The payload can be customized to represent a typical use case.

## Teleport Database Service resource utilization

The Database Service resource utilization can vary significantly based on workload, user behavior, and environment. For this reason it is challenging to provide absolute CPU and RAM requirements. This worked example is an illustration of one potential approach in determining the resource limits for a given Database Service.
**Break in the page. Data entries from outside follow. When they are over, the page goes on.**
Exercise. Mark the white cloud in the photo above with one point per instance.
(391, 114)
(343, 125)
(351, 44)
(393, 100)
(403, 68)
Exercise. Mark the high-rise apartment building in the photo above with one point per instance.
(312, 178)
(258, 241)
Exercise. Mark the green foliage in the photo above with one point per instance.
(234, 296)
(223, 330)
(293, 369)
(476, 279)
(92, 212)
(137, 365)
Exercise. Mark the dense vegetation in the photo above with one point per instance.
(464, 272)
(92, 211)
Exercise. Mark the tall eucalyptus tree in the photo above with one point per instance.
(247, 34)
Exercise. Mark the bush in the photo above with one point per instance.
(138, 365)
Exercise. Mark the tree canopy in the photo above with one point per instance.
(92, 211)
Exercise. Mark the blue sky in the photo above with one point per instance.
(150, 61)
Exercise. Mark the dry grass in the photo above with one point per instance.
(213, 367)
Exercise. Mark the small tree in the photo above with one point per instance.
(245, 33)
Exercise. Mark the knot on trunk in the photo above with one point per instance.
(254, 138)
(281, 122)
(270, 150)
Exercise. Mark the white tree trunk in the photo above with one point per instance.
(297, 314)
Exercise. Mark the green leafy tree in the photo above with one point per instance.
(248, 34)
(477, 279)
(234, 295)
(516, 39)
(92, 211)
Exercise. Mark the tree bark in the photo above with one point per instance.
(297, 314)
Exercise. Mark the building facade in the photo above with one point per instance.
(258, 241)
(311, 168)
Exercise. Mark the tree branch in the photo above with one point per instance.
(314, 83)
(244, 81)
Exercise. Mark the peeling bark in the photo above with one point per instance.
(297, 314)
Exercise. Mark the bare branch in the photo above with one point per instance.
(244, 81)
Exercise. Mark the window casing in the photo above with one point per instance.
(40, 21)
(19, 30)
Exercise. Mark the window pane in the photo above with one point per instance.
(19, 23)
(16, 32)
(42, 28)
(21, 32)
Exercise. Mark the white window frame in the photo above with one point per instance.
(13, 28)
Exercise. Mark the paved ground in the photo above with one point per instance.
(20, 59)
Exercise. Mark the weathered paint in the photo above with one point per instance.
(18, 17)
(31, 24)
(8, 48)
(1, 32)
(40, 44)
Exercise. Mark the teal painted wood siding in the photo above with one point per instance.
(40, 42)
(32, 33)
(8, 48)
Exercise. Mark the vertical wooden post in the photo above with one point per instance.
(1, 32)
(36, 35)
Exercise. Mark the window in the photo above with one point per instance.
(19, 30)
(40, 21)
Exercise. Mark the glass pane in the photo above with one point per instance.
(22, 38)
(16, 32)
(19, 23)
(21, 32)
There are three primary factors that influence resource utilization by the Database Service:

1. Number of concurrent sessions.
2. Number of new sessions per second.
3. Number of registered databases.

---

NOTE

The figures listed in this guide are illustrative only using a synthetic workload. Always measure your specific workload in a representative environment before setting production limits.

---

### Long lived sessions

| concurrent sessions | RAM usage (MiB) |
| ------------------- | --------------- |
| 1                   | 40              |
| 2                   | 50              |
| 4                   | 60              |
| 8                   | 80              |
| 16                  | 120             |
| 32                  | 200             |
| 64                  | 400             |
| 128                 | 800             |

For a typical agent RAM usage increases linearly with the number of concurrent sessions.

### New session requests

| sessions per second | CPU peak (millicores) |
| ------------------- | --------------------- |
| 1                   | 100                   |
| 2                   | 250                   |
| 4                   | 500                   |
| 8                   | 950                   |
| 16                  | 1800                  |
| 32                  | 3850                  |

The primary driver of CPU usage by the Database Service is the burst usage when new sessions are established.

### Registered databases

A single Database Service can proxy multiple databases. Each registered database adds idle background overhead from heartbeats and health checks.

| registered databases | idle CPU (millicores) | idle RAM (MiB) |
| -------------------- | --------------------- | -------------- |
| 100                  | 10                    | 70             |
| 200                  | 12                    | 80             |
| 500                  | 20                    | 130            |
| 1000                 | 35                    | 200            |
| 5000                 | 150                   | 450            |
| 10000                | 250                   | 800            |
| 50000                | 1300                  | 3300           |
| 100000               | 1950                  | 7450           |

Both CPU and RAM grow approximately linearly with the number of registered databases. To serve more databases, deploy multiple Database Service instances.

### Estimating resource requirements

To estimate the resource requirements for the Database Service:

1. Determine the maximum number of concurrent sessions.
2. Determine the maximum number of new sessions per second.
3. Determine the number of databases served by each Database Service instance.

Using `tsh bench`, simulate session activity to measure resource usage under expected conditions. Use the findings to set resource limits with an added margin (e.g., 20-50%) for safety.

For example, spawn 32 new session requests per second for 2 minutes against a specific database:

```
$ tsh bench postgres --rate=32 --duration=2m --db-user=alice --db-name=mydb mydb-resource
```

To measure memory usage under concurrent sessions, use your existing database tooling or clients to open simultaneous connections and run representative queries while monitoring the Database Service process.